In diesem Umfeld restriktiverer Kreditbedingungen scheint der Bausektor einer der anfälligsten zu sein. Steigende Kreditkosten dürften sich auf den Wohnungsmarkt und letztlich auf die Bautätigkeit auswirken. In den USA hat dies bereits begonnen, wo die Hausverkäufe rapide zurückgehen.

 

 

Die Wolken für 2023 verdichten sich

Angesichts der raschen Verschlechterung des wirtschaftlichen und finanziellen Umfelds stuft Coface 16 Länder auf dem europäischen Kontinent herab, darunter alle großen Volkswirtschaften - mit Ausnahme von Italien, das bereits mit A4 bewertet wurde.

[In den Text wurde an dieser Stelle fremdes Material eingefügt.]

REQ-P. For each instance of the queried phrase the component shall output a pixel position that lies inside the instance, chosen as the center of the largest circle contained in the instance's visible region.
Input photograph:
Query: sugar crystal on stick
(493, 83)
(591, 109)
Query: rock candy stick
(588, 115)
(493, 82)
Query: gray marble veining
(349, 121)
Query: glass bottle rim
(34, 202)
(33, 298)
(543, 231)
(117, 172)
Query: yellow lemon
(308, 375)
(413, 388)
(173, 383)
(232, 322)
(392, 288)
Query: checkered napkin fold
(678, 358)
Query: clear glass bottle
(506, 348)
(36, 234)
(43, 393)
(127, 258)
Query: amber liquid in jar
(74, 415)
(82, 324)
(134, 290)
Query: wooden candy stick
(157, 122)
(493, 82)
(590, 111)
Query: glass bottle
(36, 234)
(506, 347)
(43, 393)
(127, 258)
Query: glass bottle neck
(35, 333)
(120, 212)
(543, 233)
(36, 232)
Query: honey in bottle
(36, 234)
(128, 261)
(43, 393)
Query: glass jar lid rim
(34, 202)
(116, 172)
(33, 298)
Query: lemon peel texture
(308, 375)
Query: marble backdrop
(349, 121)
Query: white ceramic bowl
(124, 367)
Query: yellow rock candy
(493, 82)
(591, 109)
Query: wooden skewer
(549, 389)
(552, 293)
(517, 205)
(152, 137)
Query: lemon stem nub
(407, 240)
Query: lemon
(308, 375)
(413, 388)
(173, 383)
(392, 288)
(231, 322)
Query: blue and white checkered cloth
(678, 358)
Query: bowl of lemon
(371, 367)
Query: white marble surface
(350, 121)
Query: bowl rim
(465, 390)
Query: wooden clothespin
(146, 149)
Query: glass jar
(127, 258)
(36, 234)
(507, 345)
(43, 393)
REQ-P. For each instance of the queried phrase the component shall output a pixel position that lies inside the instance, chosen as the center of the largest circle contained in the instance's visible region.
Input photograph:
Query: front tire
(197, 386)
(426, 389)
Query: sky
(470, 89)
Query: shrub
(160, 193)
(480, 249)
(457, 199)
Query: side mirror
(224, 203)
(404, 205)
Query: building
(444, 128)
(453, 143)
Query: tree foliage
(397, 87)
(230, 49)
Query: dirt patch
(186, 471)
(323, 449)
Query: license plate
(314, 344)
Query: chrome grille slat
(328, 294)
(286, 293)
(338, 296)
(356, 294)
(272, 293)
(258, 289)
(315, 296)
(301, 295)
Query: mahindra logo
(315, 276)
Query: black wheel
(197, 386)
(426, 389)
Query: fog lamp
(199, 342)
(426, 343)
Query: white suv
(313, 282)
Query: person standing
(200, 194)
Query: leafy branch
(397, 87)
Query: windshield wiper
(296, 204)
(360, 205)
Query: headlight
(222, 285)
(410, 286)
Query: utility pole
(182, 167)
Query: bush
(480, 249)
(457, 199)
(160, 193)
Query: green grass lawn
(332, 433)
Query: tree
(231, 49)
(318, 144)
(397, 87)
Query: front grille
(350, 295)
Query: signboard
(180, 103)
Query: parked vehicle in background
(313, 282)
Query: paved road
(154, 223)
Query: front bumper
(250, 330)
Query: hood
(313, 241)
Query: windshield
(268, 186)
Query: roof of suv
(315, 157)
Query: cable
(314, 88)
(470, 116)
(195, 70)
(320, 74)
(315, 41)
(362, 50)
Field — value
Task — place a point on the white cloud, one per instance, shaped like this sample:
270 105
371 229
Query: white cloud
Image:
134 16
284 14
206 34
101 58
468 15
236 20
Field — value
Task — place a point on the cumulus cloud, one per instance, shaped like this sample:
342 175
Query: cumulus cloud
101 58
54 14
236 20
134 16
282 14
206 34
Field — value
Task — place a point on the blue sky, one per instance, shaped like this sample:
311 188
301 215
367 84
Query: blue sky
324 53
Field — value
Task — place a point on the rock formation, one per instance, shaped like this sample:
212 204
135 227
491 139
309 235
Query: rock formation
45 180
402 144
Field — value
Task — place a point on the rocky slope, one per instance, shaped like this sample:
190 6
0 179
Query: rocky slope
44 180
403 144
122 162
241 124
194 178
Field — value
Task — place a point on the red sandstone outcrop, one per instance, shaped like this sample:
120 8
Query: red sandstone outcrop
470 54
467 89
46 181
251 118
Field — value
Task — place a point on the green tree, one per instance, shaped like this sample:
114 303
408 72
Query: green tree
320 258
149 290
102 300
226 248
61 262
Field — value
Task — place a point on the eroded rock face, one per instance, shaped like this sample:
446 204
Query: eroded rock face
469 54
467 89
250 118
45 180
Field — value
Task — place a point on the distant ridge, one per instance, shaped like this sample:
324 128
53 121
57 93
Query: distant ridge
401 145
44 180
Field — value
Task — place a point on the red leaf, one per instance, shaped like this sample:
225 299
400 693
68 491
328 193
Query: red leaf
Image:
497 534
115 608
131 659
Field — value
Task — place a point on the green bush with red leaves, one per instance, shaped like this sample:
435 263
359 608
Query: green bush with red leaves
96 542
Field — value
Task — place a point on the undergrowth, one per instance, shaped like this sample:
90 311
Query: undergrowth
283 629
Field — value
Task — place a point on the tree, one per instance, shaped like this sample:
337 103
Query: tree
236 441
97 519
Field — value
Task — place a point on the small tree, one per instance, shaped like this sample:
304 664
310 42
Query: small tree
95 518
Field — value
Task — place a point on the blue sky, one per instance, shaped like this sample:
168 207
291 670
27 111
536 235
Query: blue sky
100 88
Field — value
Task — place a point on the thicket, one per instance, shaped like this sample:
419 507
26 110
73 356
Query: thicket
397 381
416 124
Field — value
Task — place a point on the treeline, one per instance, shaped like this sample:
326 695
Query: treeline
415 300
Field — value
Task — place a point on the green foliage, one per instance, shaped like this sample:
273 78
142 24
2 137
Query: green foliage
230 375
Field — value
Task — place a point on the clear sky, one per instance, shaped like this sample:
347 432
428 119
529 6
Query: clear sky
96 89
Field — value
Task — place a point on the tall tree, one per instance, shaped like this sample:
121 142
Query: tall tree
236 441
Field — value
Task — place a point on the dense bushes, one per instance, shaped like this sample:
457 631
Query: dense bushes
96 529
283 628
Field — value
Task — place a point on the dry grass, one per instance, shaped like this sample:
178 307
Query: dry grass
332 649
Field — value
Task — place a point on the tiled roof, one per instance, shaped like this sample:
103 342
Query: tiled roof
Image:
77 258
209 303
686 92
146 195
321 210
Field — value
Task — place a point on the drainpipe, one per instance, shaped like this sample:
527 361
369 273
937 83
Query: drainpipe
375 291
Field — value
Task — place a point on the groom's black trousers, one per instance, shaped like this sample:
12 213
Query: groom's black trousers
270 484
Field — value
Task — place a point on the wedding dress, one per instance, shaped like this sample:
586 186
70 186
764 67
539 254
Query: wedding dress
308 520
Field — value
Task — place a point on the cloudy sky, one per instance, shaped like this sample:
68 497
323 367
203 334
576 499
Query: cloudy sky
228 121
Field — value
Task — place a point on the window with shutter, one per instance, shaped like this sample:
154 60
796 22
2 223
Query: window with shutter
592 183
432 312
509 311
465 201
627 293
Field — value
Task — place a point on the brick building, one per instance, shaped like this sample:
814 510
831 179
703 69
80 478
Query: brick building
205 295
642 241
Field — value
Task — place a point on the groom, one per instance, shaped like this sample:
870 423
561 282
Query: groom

Unser zentrales Szenario geht von einer deutlichen Verlangsamung der Wirtschaftstätigkeit in den nächsten 18 Monaten aus, die eine allmähliche Abschwächung der Inflation ermöglicht. Besonders schlecht sind unsere Wachstumsprognosen für die fortgeschrittenen Länder. Es bestehen zahlreiche Risiken für eine Verschlechterung der Weltwirtschaft, während das Risiko eines Inflationsanstiegs bestehen bleibt. Um die Inflation zu bremsen, scheinen die Zentralbanken versucht zu sein, die Wirtschaft in eine Rezession zu treiben, von der sie hoffen, dass sie milder ausfällt, als wenn die Preise weiter sinken, was sie dazu zwingen würde, später einen heftigeren geldpolitischen Schock umzusetzen. Das nicht auszuschließende Risiko wäre, dass die Nachfrage sinkt und die Inflation hoch bleibt, da sich die Rohstoffpreise aufgrund der chronischen Angebotsknappheit nur schwer entspannen können.